Moreover, the care manager had limited contact with the patients’ providers, limiting their ability to help manage pharmacotherapy for patients; however, in previous trials the Life Goals program was demonstrated to be effective as a stand-alone self-management program (
30,
34). Although the research assistant made every effort to follow up with patients by using a brief survey, lack of available contact information once the individual disenrolled from the health plan and lack of subject compensation for survey participation may have contributed to follow-up attrition. We also used multiple imputations to account for the high rate of loss at 12 months; however, the method is limited by the number of available variables to impute and did not address the possibility that the remaining participants may be highly selected. In addition, whereas this study employed the core components of the CCM found to be effective from previous meta-analyses (self-management, care management, and clinical information systems), we were unable to fully implement provider clinical decision support in regard to mood disorders medication management across the multiple practices. Finally, although the study incorporated well-established clinical outcomes measures, clinical outcomes were self-reported (
8,
11).
Conclusions
Overall findings from this study indicate that a health plan–level CCM was effective in reducing depressive symptoms and improving health-related quality of life for a cross-diagnosis group of individuals with mood disorders (depression and bipolar disorder). However, protocol dropout rates, primarily due to low initial acceptance of a health plan–level intervention and instability of health plan enrollment, mitigate the certainty of these conclusions as well as the willingness of commercial insurers to invest in such plan-level interventions. Nonetheless, delivery of CCMs at the health plan level may be the sole approach to extend these evidence-based interventions to patients with mood disorders who are managed in venues likely too small to implement CCMs on site.

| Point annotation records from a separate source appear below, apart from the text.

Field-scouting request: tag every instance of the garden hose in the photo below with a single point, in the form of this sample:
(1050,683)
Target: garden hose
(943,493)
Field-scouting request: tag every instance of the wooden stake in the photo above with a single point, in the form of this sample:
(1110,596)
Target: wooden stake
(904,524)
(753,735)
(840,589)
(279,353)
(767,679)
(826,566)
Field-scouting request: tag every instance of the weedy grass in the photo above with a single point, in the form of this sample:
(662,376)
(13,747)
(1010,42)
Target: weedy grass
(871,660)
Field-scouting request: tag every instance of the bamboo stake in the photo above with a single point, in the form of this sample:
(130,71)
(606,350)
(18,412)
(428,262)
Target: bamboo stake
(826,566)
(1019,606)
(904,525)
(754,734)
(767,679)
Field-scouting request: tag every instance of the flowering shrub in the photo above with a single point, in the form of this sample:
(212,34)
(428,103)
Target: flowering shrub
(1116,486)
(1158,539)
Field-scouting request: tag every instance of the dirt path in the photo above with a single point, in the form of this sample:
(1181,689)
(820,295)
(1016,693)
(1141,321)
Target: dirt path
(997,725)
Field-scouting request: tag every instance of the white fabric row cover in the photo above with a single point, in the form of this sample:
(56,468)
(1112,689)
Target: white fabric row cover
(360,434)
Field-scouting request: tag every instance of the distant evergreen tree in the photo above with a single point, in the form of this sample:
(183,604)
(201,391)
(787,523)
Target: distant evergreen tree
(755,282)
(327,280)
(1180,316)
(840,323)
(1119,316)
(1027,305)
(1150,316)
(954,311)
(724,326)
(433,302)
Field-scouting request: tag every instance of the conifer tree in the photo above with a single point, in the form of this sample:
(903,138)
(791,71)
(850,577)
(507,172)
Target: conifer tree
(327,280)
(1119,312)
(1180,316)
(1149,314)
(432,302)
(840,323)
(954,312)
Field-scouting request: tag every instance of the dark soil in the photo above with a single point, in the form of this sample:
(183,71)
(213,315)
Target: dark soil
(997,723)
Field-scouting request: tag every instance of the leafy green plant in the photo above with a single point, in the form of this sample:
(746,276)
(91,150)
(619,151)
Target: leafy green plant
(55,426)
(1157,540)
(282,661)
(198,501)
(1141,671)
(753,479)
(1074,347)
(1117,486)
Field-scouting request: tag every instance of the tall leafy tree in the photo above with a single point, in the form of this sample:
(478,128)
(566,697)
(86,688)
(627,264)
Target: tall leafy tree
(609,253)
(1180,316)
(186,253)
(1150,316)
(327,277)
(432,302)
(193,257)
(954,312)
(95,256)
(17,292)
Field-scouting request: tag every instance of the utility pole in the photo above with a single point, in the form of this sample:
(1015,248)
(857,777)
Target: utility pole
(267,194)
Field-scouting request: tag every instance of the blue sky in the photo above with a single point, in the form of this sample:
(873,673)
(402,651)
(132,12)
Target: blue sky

Additional methods to enhance implementation at the health plan level warrant further investigation. Such methods include the use of virtual tools to allow care managers to engage with the patients’ principal care providers, especially within small practices; additional mobile health or Web-based programs (
39,
50) to enable providers and patients to extend care coordination and self-management; and other implementation strategies, such as practice-based facilitation or performance incentives (
51). Ultimately, a health plan–based virtual CCM intervention is a potentially cost-efficient approach to delivering this evidence-based practice at the population level.